BANGKOK — Asian stocks meandered without strong direction Monday, as some investors sold shares to lock in profits following recent rallies.
Stocks in Hong Kong, Australian and elsewhere surged last week after U.S. lawmakers passed a bill to avoid a combination of government spending cuts and tax increases that have come to be known as the "fiscal cliff." Japan's Nikkei 225 got an additional boost from the yen's steady retreat against the dollar.
The Nikkei in Tokyo fell 0.2 percent to 10,666.20. The Hong Kong Hang Seng added 0.1 percent to 23,358.41. South Korea's Kospi lost 0.6 percent to 1,000.68. Australia's S&P/ASX 200 shed 0.1 percent to 4,717. Benchmarks in Singapore and the Philippines rose while Taiwan fell.
On Friday, the U.S. Labor Department said employers added 155,000 jobs in December, showing that hiring held up during the tense fiscal negotiations in Washington. It also said hiring was stronger in November than first thought. The unemployment rate held steady at 7.8 percent.
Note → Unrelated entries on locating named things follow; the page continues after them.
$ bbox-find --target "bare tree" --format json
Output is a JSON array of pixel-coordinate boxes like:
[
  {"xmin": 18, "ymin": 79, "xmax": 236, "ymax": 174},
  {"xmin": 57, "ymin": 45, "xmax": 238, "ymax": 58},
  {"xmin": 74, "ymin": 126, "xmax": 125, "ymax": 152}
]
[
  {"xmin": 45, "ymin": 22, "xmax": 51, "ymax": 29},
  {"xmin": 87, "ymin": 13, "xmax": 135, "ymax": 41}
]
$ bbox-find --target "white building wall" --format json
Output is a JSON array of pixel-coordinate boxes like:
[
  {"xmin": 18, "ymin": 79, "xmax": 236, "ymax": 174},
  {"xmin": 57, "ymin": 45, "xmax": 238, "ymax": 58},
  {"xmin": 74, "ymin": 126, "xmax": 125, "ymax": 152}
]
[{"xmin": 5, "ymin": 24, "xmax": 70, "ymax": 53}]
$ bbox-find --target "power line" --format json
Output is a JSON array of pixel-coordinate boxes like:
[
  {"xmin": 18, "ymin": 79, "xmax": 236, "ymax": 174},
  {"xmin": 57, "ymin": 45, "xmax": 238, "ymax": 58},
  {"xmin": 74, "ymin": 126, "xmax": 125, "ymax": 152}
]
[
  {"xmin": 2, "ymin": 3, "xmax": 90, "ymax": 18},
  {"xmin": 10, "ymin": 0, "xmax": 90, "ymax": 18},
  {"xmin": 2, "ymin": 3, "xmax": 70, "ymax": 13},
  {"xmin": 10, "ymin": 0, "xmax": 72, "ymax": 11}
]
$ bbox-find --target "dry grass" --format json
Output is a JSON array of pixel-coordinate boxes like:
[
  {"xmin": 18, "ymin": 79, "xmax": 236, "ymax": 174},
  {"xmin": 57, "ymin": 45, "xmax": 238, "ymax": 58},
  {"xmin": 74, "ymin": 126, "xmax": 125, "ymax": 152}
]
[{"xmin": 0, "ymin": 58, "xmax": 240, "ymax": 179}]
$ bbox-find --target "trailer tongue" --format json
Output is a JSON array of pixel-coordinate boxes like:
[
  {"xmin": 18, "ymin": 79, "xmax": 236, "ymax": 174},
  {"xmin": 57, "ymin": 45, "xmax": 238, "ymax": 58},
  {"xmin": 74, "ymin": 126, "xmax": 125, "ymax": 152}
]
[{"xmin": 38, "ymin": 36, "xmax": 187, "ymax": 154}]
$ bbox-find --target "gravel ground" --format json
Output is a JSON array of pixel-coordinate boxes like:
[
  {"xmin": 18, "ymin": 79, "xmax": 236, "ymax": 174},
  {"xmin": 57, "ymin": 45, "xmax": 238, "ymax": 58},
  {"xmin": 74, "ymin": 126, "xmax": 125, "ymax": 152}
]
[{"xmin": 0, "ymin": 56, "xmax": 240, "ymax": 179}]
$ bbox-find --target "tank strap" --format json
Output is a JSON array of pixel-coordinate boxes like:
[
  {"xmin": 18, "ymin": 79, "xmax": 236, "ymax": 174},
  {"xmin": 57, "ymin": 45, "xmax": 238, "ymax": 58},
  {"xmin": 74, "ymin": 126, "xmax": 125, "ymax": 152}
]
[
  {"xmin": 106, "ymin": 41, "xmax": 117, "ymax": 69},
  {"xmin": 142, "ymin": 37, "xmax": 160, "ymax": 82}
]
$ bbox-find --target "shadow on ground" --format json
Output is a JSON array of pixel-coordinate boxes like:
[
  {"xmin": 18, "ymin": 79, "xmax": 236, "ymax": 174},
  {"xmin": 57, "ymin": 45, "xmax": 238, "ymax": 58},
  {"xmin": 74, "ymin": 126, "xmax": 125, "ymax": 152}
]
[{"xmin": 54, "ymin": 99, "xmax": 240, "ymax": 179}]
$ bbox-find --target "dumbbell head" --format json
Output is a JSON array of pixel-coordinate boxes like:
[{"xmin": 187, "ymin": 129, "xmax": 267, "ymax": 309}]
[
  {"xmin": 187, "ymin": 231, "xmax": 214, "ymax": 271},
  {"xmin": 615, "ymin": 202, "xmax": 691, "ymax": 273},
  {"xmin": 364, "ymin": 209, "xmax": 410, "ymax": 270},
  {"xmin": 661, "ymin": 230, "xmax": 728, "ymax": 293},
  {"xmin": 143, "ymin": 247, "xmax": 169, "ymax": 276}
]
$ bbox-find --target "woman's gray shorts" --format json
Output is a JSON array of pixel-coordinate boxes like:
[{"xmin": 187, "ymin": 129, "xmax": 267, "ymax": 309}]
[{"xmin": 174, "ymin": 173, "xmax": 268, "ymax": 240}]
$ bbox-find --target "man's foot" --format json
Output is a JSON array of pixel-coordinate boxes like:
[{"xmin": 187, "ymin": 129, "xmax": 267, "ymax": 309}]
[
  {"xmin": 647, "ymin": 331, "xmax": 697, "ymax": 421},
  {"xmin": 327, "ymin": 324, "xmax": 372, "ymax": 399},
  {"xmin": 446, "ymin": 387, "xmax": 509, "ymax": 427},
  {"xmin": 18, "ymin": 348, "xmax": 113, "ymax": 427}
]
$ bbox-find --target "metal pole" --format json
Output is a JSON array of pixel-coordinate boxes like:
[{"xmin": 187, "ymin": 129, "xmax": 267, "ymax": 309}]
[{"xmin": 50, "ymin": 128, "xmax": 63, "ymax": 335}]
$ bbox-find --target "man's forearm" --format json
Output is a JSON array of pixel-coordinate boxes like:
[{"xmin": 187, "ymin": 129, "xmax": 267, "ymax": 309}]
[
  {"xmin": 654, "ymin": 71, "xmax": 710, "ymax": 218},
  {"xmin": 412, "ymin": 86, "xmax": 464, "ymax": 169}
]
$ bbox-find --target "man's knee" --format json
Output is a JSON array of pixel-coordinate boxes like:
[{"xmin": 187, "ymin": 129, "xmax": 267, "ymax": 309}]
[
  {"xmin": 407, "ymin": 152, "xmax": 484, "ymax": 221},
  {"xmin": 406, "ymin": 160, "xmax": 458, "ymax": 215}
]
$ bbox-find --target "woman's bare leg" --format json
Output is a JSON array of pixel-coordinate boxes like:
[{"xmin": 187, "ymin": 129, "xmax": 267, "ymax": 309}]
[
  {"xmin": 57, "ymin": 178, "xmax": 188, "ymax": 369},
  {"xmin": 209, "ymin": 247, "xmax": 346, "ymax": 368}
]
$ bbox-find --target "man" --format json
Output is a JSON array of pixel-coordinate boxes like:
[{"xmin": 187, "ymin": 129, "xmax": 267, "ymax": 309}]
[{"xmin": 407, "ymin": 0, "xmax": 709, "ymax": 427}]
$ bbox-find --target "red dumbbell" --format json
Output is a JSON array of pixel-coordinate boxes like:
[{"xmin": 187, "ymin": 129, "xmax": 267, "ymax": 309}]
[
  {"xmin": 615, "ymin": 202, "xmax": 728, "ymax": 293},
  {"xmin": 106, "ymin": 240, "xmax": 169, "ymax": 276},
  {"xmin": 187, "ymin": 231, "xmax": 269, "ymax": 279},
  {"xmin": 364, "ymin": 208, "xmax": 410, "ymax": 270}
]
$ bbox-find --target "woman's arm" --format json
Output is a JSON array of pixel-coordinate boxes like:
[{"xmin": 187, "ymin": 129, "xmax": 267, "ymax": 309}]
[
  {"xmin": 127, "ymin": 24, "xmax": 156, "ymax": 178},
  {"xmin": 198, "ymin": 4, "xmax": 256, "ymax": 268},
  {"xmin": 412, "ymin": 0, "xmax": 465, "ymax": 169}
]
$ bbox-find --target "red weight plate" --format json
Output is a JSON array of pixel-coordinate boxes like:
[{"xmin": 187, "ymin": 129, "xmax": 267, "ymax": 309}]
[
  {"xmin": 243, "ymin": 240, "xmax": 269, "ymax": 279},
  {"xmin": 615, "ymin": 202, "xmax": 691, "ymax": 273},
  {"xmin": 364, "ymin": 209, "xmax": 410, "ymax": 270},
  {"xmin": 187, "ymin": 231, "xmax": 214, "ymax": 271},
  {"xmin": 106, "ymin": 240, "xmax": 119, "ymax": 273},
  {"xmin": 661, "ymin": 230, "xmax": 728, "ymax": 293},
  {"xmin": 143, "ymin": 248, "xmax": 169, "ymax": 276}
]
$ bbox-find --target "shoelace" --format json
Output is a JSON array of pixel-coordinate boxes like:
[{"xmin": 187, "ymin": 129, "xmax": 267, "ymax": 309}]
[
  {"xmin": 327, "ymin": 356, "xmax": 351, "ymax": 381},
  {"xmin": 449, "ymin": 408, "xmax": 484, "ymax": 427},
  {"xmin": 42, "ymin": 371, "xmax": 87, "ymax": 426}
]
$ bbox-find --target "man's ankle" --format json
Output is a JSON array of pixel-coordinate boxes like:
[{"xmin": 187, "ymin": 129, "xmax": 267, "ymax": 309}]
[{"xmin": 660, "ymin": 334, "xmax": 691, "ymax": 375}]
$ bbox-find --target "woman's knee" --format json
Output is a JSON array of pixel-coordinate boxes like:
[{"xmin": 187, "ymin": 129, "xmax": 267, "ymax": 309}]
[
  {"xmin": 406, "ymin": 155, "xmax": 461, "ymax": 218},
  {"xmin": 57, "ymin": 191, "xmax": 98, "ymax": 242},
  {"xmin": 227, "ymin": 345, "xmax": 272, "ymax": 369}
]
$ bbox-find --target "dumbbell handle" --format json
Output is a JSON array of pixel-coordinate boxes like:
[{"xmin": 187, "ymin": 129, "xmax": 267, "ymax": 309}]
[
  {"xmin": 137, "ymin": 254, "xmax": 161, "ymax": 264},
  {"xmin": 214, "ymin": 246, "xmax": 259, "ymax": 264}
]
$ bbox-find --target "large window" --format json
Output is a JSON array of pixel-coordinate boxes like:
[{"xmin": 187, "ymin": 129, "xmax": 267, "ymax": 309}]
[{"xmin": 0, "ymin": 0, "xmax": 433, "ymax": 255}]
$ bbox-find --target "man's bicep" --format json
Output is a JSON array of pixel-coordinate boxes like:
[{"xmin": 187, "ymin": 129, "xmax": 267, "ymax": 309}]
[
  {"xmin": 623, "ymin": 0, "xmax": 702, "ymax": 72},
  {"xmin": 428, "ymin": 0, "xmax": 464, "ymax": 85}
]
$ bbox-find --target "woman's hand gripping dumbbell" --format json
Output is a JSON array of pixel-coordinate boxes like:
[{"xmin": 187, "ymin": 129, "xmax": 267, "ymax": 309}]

"This result reinforced the consensus view that the US (labor) market is slowly but surely healing itself," Evan Lucas of IG Markets in Melbourne wrote in an email commentary.
South Korean high-tech shares slumped ahead of the release of a batch of fourth-quarter results later this week, Yonhap News Agency said. Samsung Electronics fell 1.3 percent, LG Electronics was 1.1 percent down, and SK Hynix lost 1.9 percent.
The Dow Jones industrial average rose 0.3 percent to 13,435.21. The Standard & Poor's 500 index rose 0.5 percent to 1,466.47, its highest level in five years. The Nasdaq composite index rose 1.09, or 0.04 percent, to 3,101.66.
Benchmark oil for February delivery rose 1 cent to $93.10 per barrel in electronic trading on the New York Mercantile Exchange. The contract rose 17 cents to close at $93.09 in New York on Friday.
In currencies, the euro $1.3057 from $1.3072 late Friday in New York. The dollar dropped to 88.04 yen from 88.13 yen.